Poets under their blankets in milk bottles cascade through dormitories in hostels where v2 rockets hide the cupboards of Highlanders who crunch the legs of bulls in the midnight orgies of constables in vestibules of sin and the comets of Jazz monasteries in the fag end filled sleeping bags of a Sonnets mother.

Poetry and Poverty walk hand in hand like zebras by the libraries of the Jews who polished the grenades that tumbled down the stairs from the high offices of comedians who fly through the bricked up windows built by road sign workers who lie about the red lights that shine a million times across the fan damaged churches of oblivion.

This is the only manifesto possible, of the moment, one of a crumbling forgotten history in the gardens of gnome officials where I stargaze at the changing face of Blackfriars bottom rolling down Ludgate Hill.

I try to come up with a worthy manifesto of trial and error but all I see are rats with their testicles crushed by traffic jams that gush out the new air of poverty and where poetry sleeps like a man strangled by handcuffs in Whitechapel bar. The women on the streets are happy now that the college has polished the shield of the pilgrim knight and broken his teeth into gruel to give to hitchhiker who wander into the East End looking for lover boys on speed chain heroin bikes of stupendous speed alarm mysticism’s. Gone are the songs of the hippies and the black power panthers whose front rooms saw a whole generation waking up to the star that lulled the fish in aquariums of the Landlord who drove wellington boots across the bomb sites of Stepney.

Poverty is like a song of truth in the ever changing fashions of the tide that comes and goes like a policeman on his beat around Spitalfields where the wind blows eddies of litter in the stone washed denim sunlight of a dead dinosaur on the back of a Roman centurion who hands out white pebbles to the starving children of Britons who collect blue skies between copies of the Blue Star of Love.

Here is an attempt at a manifesto whose page begins in oblivion and ends in the bottom of the sea where gold and spices from the sailing ships are stained with the blood of the East End. That poverty is to become King Death in the dungeons of the music halls and that poetry should be loved for its shameless undercurrent of river ruined words of honesty.

What do you have in mind but the trampling feet of the masses collected in a police cell of materialism where so many now spend their time. What do you have in mind but the red flag fluttering in the knickers of Kremlin gremlins who adorn the dead churches of Bow. What do you have in mind, is it to ignite the youth into mass demonstrations in defense of the injustice done to poets by the fat cats of the industrial revolution. What poem, what words can help this world like a fat man clinging ot he fingertips of a child lying flat on a cliff-top.

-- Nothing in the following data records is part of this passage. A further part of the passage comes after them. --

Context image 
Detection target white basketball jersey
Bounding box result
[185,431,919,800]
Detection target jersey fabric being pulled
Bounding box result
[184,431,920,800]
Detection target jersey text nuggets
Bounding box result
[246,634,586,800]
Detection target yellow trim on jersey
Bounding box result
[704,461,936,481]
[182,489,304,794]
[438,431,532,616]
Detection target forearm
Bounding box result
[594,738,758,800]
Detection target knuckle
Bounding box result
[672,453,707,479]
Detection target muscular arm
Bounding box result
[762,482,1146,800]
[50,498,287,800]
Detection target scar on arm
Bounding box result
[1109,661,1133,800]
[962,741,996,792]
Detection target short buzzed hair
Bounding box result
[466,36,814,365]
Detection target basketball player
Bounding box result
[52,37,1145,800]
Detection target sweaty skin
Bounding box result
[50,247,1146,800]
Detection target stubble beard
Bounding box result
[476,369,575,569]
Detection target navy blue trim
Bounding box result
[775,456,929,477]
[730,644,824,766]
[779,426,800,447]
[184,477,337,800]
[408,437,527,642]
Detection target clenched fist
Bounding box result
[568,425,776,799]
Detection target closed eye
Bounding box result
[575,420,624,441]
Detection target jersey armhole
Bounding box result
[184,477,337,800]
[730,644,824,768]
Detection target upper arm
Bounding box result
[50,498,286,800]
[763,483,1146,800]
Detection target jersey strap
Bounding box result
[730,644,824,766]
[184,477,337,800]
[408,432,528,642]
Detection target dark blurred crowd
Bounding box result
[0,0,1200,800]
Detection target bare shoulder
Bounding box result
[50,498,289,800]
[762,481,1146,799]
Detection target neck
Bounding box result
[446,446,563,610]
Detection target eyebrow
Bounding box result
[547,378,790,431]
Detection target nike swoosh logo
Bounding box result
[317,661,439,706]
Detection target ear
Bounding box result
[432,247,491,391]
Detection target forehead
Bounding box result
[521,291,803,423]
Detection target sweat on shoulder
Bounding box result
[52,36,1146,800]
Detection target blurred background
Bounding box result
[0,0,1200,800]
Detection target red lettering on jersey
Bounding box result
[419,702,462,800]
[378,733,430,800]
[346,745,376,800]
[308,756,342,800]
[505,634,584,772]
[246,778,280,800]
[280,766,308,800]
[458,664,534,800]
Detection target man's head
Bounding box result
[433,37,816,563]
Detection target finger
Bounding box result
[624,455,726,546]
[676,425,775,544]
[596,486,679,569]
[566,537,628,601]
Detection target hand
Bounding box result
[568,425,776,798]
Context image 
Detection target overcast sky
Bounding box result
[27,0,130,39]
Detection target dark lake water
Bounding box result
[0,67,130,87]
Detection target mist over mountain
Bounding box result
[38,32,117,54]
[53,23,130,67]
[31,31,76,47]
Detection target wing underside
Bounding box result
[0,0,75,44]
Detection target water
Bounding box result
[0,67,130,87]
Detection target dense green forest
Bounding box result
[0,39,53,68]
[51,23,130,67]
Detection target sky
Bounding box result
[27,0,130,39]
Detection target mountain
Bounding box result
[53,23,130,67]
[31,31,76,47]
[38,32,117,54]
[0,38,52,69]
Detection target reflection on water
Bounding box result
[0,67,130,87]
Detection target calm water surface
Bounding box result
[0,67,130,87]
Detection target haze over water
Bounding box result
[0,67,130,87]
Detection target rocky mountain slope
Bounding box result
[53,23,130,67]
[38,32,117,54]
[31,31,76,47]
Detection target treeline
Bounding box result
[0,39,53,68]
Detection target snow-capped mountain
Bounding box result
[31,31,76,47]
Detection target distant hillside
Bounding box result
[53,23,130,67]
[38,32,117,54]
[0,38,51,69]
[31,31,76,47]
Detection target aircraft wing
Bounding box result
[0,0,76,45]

Take a glimpse at this poverty that a poet in a roundabout of love on an island of dust in a network of bulls noise nose to nose from Parliament to the North Sea, that this poet dressed in salamanders, roses and corn grass on his sea of liquidation across the smoke of women and childhood in an eye of emergency services that appear like a pack of cards in the gutter afternoons of prayer and milk drenched sweet-singing to the prostitutes who are spent at the penny arcades of the gangsters and women constables who dance together on the deadened spotlight of the moon.

Here comes the bull from the dark universe there comes a letter between his teeth that unfolds and opens out so readable in the night. See how the poor poet collapses in a sea of tears as his grey hairs glow like neon lights. This manifesto is made up of chalk with words of black iron upon it, it reveals itself like a dream you forget to remember , it turns into sugar and salt and dissolves into your bloodstream. The poets manifesto of poverty rides the railways of summer through the train wrecks of yesterday, how you sense the smell of train engines on your blood, the steam and oil of that warm railway station on the edge of time.